Un « acte de souveraineté » revendiqué
Le chef de l’État rejette toute idée d’improvisation. La suspension, affirme le communiqué, « ne procède ni d’une improvisation, ni d’une volonté de restreindre les libertés fondamentales » . Elle constituerait au contraire « un acte de souveraineté et de responsabilité » , dicté par la nécessité de protéger « l’ordre public » , de préserver « la cohésion nationale » et de sauvegarder « la dignité des Institutions républicaines ».
Le ton est martial. La mesure n’est pas présentée comme une simple régulation technique, mais comme un geste d’autorité. Le président assume ainsi une ligne ferme face à ce qu’il décrit comme des « campagnes organisées de diffamation » , des « manœuvres de déstabilisation » et des « instrumentalisations politiques inacceptables » .
Une décision qui contourne le débat
Plus frappant encore, le communiqué insiste sur l’absence de débat autour de la mesure. Le chef de l’État parle d’un « signal d’autorité et de responsabilité » et évoque un « déficit d’anticipation » au sein de l’appareil gouvernemental. En creux, le message est clair : la décision n’est pas à discuter, y compris dans les rangs de l’exécutif.
Ce positionnement interroge. Car si la suspension est présentée comme « transitoire », elle est aussi assumée comme un marqueur d’autorité. Un virage à 360 degrés — ou plutôt un retour à une verticalité assumée — qui tranche avec les discours initiaux sur l’indépendance des institutions et la modernisation de la gouvernance.
La HAC, autorité indépendante… en théorie
En confirmant que la mesure a été prise « sous son autorité », le président balaie implicitement l’idée d’une décision autonome de la HAC. Celle-ci apparaît désormais comme l’instrument d’une orientation politique décidée au sommet de l’État.
Cette clarification relance le débat sur la réalité de l’indépendance des autorités administratives au Gabon.
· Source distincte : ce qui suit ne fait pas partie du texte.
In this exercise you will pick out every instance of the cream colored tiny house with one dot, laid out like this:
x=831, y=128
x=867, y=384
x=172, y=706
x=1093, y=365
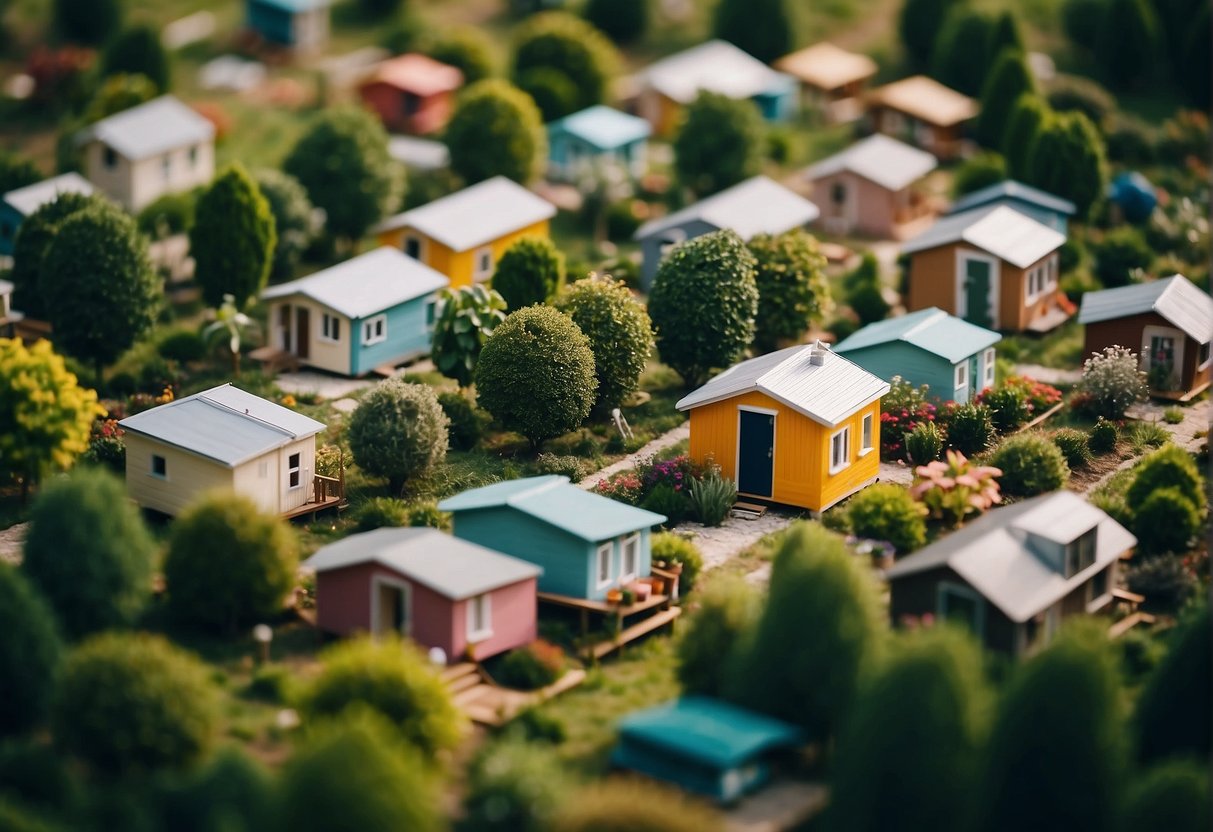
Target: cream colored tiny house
x=222, y=438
Si la suspension des réseaux sociaux relève d’un arbitrage gouvernemental, alors la séparation entre régulation technique et décision politique se trouve, de fait, brouillée.
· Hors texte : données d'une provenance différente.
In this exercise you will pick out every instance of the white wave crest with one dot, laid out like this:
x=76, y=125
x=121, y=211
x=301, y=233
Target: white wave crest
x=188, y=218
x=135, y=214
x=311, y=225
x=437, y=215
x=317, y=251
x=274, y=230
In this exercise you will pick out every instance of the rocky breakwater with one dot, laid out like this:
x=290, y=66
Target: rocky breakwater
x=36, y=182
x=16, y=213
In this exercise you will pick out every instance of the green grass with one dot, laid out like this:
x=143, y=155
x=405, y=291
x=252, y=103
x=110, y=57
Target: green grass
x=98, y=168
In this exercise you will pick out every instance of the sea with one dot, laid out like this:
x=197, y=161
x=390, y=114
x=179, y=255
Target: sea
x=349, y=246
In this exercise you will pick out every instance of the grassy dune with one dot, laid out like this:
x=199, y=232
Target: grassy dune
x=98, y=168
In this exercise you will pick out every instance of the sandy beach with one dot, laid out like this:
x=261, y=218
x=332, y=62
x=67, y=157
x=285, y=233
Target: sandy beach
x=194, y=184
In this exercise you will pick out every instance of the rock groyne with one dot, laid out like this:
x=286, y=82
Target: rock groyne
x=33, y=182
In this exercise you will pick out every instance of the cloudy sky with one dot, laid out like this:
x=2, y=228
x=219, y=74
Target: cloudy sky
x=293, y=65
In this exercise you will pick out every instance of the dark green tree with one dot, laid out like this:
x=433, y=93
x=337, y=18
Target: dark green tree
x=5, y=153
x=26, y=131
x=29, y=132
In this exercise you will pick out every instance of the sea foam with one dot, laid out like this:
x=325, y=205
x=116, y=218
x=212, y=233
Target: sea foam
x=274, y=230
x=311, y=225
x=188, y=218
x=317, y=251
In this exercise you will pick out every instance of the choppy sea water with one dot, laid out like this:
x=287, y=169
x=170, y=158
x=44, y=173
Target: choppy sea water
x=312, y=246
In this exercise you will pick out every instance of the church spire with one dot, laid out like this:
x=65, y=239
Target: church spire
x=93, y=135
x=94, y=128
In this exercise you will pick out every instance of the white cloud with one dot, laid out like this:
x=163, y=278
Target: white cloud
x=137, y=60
« Encadrement du numérique » ou reprise en main ?
Le président assure toutefois que l’encadrement du numérique se fera « dans le strict respect de l’État de droit » , avec des « garde-fous nécessaires contre toute tentative de déstabilisation nationale » . La suspension est décrite comme « par nature transitoire » et non comme une finalité.
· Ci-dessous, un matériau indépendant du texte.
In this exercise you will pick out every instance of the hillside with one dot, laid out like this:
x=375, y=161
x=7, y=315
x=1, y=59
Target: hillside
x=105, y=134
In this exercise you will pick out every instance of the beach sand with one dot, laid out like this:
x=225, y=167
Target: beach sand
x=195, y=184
Reste que le signal envoyé est fort : face aux tensions numériques, la réponse choisie est celle de la restriction généralisée plutôt que de la régulation ciblée. Une méthode radicale qui divise l’opinion publique, notamment parmi les acteurs économiques et les créateurs de contenus dont l’activité dépend directement des plateformes.
En assumant personnellement la décision, Oligui Nguema transforme une polémique institutionnelle en choix politique clair. Il ne s’agit plus d’une décision technique de la HAC, mais d’un acte de gouvernement. Ce repositionnement en dit long sur la conception du pouvoir à l’œuvre : centralisée, verticale, revendiquant la souveraineté comme fondement de l’autorité. Reste à savoir si cette démonstration de fermeté renforcera la cohésion nationale invoquée, ou si elle alimentera une défiance déjà palpable dans l’espace public.